How AI Data centers are the newest climate threat

Kelly Pexels

(This story first appeared in CallawayClimateInsigts.com, a partner of Climate Crisis 247)

We’ve written before about how overloaded data centers, such as ones in Ireland and in Virginia, are threatening to suck vital energy away from power grids, especially with soaring AI computing. The International Energy Agency said recently that global energy consumption from data centers, AI and crypto could double by 2026, to more than 1,000 terawatts (one terawatt is a trillion watts). The additional demand is roughly the size of Japan’s annual energy consumption, the IEA said.

As tech giants race to compete in AI, they are frantically building new data centers, and they are looking to do so in parts of the world where they can use clean, renewable energy companies to avoid having to rely on more fossil fuels.

“The short-term climate risk is that AI growth is going to prevent some of that energy transition, “said Boris Gamazaychikov, senior manager of emissions reduction at San-Francisco-based Salesforce CRM 2.21%↑. “There’s a potential that AI growth may be the reason that we have to re-open a coal plant, or an oil refinery.”

Gamazaychikov said Salesforce has a three-pronged strategy to handle soaring AI computing while also meeting its targets to cut its emissions in half by 2030. One way is to find clean energy spots in the world and direct data center growth there. He mentioned Sweden in Europe, or Oregon in the U.S., which has abundant hydropower, as being strong candidates. Others are doing this as well.

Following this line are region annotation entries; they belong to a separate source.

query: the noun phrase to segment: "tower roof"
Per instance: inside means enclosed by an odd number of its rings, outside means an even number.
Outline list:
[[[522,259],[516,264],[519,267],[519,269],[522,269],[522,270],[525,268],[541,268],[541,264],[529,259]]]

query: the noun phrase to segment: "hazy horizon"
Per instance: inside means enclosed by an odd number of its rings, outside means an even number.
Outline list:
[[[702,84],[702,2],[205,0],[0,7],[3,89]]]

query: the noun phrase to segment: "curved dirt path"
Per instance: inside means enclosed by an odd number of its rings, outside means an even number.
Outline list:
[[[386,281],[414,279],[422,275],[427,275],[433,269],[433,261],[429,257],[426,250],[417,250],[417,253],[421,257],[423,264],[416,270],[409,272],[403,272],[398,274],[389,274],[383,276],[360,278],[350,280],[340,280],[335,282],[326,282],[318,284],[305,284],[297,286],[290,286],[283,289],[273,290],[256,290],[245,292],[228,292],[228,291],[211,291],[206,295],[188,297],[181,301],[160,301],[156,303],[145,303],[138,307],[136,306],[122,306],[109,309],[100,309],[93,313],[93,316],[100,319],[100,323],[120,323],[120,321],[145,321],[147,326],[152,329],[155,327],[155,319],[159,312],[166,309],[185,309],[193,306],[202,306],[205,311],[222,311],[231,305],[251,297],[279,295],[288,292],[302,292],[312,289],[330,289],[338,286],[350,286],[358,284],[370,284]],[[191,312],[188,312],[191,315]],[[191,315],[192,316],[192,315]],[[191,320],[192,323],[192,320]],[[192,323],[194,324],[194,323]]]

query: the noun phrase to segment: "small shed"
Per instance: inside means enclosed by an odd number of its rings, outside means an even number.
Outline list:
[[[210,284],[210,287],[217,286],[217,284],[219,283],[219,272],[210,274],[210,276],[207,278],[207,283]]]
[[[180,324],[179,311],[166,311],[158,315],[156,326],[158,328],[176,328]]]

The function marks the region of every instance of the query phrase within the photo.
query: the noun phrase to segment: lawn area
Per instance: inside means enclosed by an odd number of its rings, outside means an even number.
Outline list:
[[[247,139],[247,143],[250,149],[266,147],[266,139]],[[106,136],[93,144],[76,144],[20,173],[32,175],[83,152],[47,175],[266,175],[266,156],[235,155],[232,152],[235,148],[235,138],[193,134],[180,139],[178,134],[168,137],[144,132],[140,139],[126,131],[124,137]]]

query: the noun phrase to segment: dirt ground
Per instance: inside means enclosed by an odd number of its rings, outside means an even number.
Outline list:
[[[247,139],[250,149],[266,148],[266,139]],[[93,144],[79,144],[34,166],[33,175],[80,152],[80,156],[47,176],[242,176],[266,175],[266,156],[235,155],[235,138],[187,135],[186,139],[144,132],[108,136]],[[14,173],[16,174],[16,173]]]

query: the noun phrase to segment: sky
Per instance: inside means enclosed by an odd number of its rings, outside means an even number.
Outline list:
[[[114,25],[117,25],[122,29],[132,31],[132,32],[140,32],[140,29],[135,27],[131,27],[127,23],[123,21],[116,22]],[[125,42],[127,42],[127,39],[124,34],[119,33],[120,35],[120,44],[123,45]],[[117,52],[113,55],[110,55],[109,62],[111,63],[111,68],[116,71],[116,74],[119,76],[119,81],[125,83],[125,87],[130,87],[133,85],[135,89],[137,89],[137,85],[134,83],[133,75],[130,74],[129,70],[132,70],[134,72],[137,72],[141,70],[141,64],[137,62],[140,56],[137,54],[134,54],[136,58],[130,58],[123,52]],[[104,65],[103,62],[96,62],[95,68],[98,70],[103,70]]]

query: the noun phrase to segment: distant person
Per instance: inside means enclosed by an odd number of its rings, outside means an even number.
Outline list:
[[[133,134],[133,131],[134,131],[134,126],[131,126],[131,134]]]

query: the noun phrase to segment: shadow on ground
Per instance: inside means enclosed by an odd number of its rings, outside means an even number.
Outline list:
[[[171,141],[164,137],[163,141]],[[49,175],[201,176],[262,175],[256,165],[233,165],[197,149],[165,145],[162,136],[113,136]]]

Another strategy is to break AI computing up into smaller programs, suitable to process project requirements without having to be one all-seeing processing application. He said the newest ChatGPT iteration is expected to compute more than a trillion parameters, which is amazing but hardly needed for almost any function. The third way involves using the most sophisticated hardware, such as chips from Nvidia NVDA 2.41%↑ to keep emissions reduced and processing efficient.

It is perhaps inevitable that the demand for more and more AI is going to create more energy usage, but without strategies such as this it would soon overwhelm our existing power grids and create a real energy security emergency to make the Russian emergency seem like a blinking tail light. Grids are the biggest opportunity in climate right now, and the AI threat is just one reason why.